# The Name of This Application ?



## setti (Jul 24, 2009)

Hello,

I find this screenshot on openmotif website and I want to know the name of "File Manager" which appear in it.







Finally if anybody know how to change a window colour within openmotif, he is welcome to help me.


Regards


----------



## SirDice (Jul 24, 2009)

Looks like the standard filemanager of CDE to me..

http://en.wikipedia.org/wiki/Common_Desktop_Environment


----------



## setti (Jul 24, 2009)

Woow I like Motif CDE ! There is a way to get CDE File Manager to use it *freely *in FreeBSD/openMotif WM ?


----------



## SirDice (Jul 24, 2009)

Nope.. CDE is a commercial product. You can make XFCE look a lot like it though.

And having worked with CDE on Solaris I can tell you it's a royal PITA.


----------



## DutchDaemon (Jul 24, 2009)

I think I saw a similar file manager on WindowMaker.
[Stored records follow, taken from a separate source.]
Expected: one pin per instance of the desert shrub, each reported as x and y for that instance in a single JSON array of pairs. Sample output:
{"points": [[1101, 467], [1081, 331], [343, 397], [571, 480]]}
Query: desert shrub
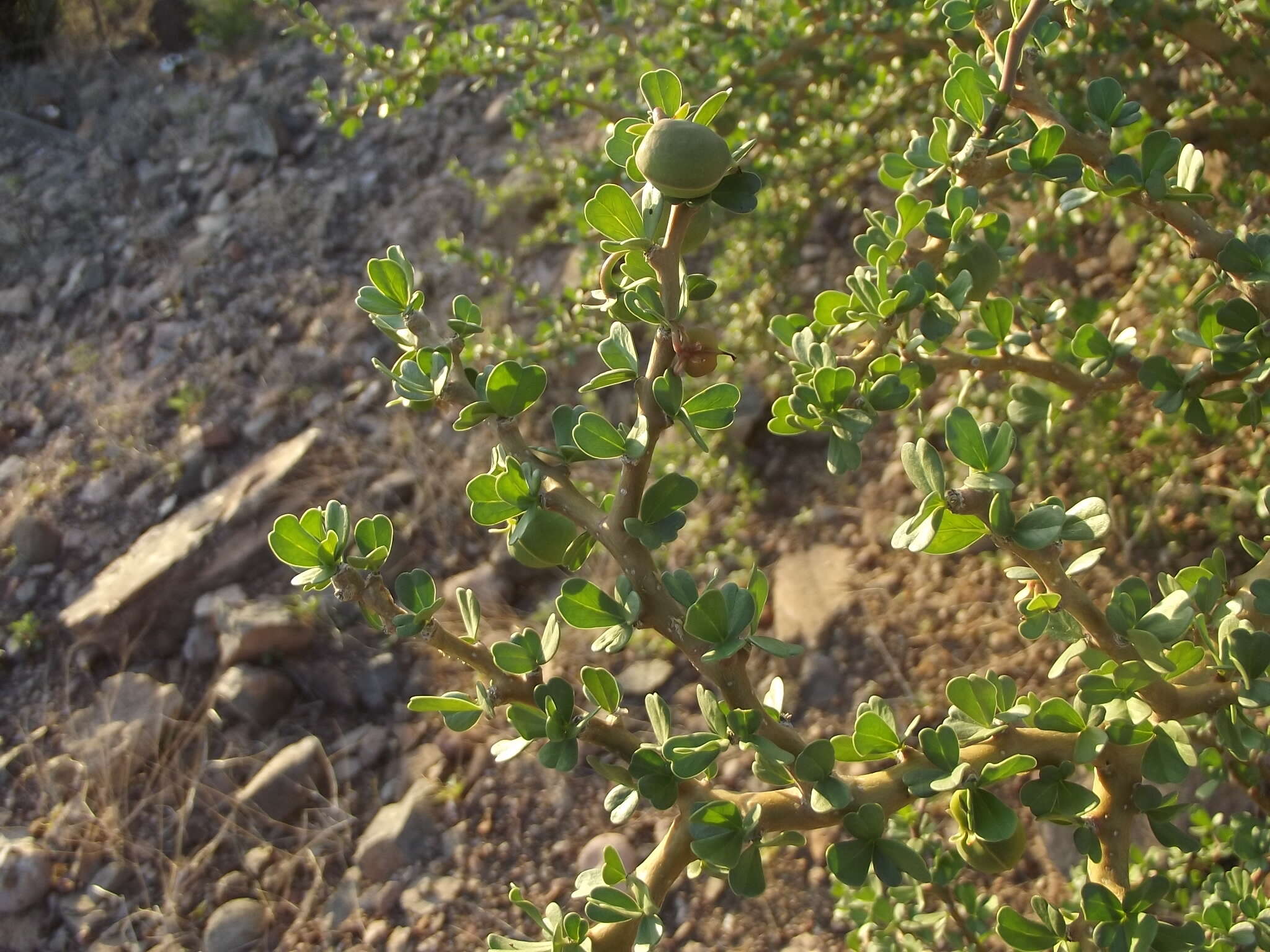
{"points": [[1162, 682], [827, 90]]}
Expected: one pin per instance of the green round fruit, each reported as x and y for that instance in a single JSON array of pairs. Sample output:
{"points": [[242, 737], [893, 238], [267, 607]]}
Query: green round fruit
{"points": [[683, 159], [992, 858], [701, 355], [544, 539], [981, 259]]}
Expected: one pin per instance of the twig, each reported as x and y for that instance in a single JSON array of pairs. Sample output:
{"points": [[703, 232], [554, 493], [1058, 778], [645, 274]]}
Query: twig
{"points": [[42, 128], [1010, 68]]}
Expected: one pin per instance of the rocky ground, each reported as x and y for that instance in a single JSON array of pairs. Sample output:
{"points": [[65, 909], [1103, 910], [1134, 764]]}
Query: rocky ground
{"points": [[196, 758]]}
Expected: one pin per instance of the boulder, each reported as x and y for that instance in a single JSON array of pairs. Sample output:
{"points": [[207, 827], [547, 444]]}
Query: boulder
{"points": [[263, 627], [144, 597], [239, 926], [36, 541], [810, 592], [252, 694], [24, 875], [296, 777]]}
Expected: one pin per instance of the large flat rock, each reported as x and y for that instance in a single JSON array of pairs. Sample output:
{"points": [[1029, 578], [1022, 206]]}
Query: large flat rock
{"points": [[143, 599]]}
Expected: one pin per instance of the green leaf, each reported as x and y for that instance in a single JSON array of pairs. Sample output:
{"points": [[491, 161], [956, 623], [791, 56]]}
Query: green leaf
{"points": [[964, 97], [721, 615], [975, 697], [966, 441], [746, 879], [513, 658], [662, 89], [1086, 521], [601, 689], [874, 736], [710, 108], [513, 389], [1042, 527], [1169, 620], [1170, 754], [1100, 904], [668, 494], [445, 705], [618, 351], [815, 762], [690, 754], [738, 192], [1024, 935], [614, 215], [607, 904], [850, 861], [609, 379], [373, 534], [713, 408], [596, 437], [987, 818], [390, 280], [293, 545], [997, 312], [954, 532], [892, 858], [1003, 770], [584, 606], [923, 467], [417, 592]]}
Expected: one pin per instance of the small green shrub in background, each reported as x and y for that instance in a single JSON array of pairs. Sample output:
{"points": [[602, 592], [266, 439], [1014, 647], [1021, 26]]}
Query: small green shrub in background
{"points": [[226, 25], [1173, 673]]}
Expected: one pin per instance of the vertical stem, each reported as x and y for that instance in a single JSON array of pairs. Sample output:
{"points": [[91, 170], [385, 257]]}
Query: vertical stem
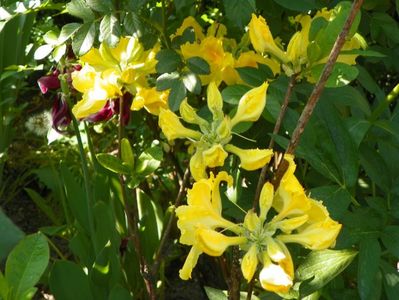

It was a female dog to navigate, a royal headache.


----------



## setti (Jul 24, 2009)

SirDice said:
			
		

> And having worked with CDE on Solaris I can tell you it's a royal PITA.



But what does mean PITA ???

Thanks


----------



## DutchDaemon (Jul 24, 2009)

*P*ain *I*n *T*he *A*rse.


----------



## SirDice (Jul 24, 2009)

Exactly :e


----------